El Rey pidió perdón a su esposa por los sufrimientos que tan injustamente le había infligido y la Reina se lo acordó cumplidamente.

Cuando se disponía a regresar a palacio, sintieron gran ruido, como si se acercara numerosa tropa de caballería, y luego se oyeron sones de trompetas y clarines.

Eran el Rey que había recuperado la vista gracias a Luna, y el Príncipe su hijo, que venían a pedir la mano de la princesa, y que, previo consentimiento de la interesada, que lo dió de muy buen grado, le fué concedida.

Las cuñadas del Rey, Flor-Rosa y Flor-Hortensia, fueron atadas de manos y pies a cuatro caballos, los que, partiendo cada uno en opuesta dirección, las descuartizaron.

El matrimonio del Príncipe con Luna se celebró siete días después. Las fiestas de palacio y las organizadas para solaz del pueblo fueron tan espléndidas que todavía se alude a ellas en el reino cuando se quiere ponderar la magnificencia de alguna solemnidad.

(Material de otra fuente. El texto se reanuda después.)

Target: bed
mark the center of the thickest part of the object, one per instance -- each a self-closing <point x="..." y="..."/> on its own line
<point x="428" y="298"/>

Los personajes de este cuento vivieron muchos años y todos fueron muy felices y venturosos.

Y con esto se acaba el cuento del Periquito Sarmiento, que estaba con la guatita al aire y el potito al viento.[{93}]

14. EL MEDIO POLLO[D].
(Contado en 1906 por Polonia González, de 50 años, más o menos, natural de la provincia de Colchagua)

Para saber y contar y contar para saber. Est’era y esterita para secar peritas; est’era y esterones para secar orejones.

Est’era una Gallineta muy buena ponedora y muy buena sacadora; y una vez que puso veinte huevos, se echó y sacó diez y nueve pollitos no más y se levantó muy atingida porque había perdido un huevito.